In her early years Gracie was just like any other child, full of life and energy. But at three, Gracie had some developmental issues, including walking in a ‘funny way’, according to Charlotte. Then a seemingly-minor accident one day led to a discovery. Charlotte explains:

“Gracie was bouncing on a settee like any other three year old when she fell and hit her head and then wouldn’t stand up and walk. After two days we took her to A&E where she was x-rayed and had blood tests but nothing was found. A week later Gracie was seen by a paediatrician, who referred her for an MRI scan.”

Doctors discovered that Gracie had the very rare condition of Leukodystrophy, a life-limiting condition that comes in many different types. Gracie underwent a DNA test, muscle biopsies and visited a specialist in Birmingham, who told Charlotte that Gracie’s condition involved vanishing white matter in her brain that was causing her movement problem.

Charlotte said: “At this stage Gracie couldn’t walk unaided but everything else seemed stable. Finding out that she had an untreatable, life-limiting condition was just horrendous.”

In December 2013, four year old Gracie was admitted to hospital where she was given a feeding tube and a
wheelchair because she could not stand up and had been refusing food. Although things improved for a while, Gracie started to have seizures at the end of 2015. Charlotte said: “We had got used to Gracie’s condition but
the seizures showed that things weren’t good. She was in and out of hospital all the time. It felt like we practically lived there.”

After Gracie had fallen into a coma state twice in one year, doctors suggested the family look at Bluebell Wood Children’s Hospice. Charlotte said: “The thought of a children’s hospice was upsetting. It made me think they didn’t hold out a lot of hope for Gracie. But when we came here I could see it’s a place to enjoy spending time, where you can make the most of every day. Our first summer here was a real gift.”
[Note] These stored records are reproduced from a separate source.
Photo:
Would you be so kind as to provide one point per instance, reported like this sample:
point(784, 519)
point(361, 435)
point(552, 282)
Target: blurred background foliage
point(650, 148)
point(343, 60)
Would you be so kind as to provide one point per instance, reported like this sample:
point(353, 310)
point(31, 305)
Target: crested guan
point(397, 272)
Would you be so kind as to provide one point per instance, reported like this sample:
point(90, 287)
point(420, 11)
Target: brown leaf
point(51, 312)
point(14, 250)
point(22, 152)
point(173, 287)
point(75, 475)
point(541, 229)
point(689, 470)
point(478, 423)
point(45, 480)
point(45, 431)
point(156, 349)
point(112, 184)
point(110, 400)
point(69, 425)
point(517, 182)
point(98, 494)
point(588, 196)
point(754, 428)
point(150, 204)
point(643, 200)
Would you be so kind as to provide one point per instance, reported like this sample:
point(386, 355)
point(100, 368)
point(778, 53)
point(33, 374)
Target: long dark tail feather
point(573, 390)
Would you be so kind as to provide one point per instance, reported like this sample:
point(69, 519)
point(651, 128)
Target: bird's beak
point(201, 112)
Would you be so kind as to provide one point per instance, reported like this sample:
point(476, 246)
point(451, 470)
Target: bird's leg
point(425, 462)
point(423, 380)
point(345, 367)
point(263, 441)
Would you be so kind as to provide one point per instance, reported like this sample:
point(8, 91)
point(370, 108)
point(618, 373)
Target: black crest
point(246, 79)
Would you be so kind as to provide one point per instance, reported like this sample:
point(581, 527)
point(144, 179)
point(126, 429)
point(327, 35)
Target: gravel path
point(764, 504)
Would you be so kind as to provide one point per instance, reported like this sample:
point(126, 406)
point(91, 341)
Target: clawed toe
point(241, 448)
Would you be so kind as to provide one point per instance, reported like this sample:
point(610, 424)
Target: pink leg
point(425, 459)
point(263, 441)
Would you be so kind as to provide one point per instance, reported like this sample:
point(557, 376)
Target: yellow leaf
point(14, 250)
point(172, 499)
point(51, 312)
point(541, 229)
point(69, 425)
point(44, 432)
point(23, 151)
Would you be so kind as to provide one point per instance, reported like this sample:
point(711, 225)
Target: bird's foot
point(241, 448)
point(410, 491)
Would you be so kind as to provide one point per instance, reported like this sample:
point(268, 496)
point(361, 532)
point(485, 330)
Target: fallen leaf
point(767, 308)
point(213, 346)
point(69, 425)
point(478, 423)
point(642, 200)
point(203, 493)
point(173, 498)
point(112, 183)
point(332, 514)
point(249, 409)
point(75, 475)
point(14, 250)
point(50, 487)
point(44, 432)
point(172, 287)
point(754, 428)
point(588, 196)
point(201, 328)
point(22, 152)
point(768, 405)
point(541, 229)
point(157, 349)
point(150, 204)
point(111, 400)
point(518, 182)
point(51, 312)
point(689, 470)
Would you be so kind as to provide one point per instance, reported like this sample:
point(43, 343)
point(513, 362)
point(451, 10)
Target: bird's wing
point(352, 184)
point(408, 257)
Like many families, the support Charlotte and Gracie receive from Bluebell Wood isn’t just at the hospice, but also in their own home: “The Bluebell Wood doctor comes to us every two weeks and can talk on the phone when we need them. Gracie is absolutely in love with George, the hospice mascot and she really enjoys music therapy, crafting and getting the toys out. Before we came here, Gracie couldn’t hold herself up, hold a paintbrush or get on a roundabout, but here she has found a way to do these things differently.

“Our house feels like a care home and every day is a military operation. Gracie needs constant care and medicines throughout the day. Coming to Bluebell Wood is like a holiday. It’s lovely being able to relax while the Care Team take Gracie round the gardens or play with her. I’ve also been seeing Margaret, a volunteer counsellor at Bluebell Wood, who is a great support. Life for families and children facing life-limiting conditions can be very lonely, but a place like Bluebell Wood takes that away and gives us the chance to have fun and enjoy our time together.”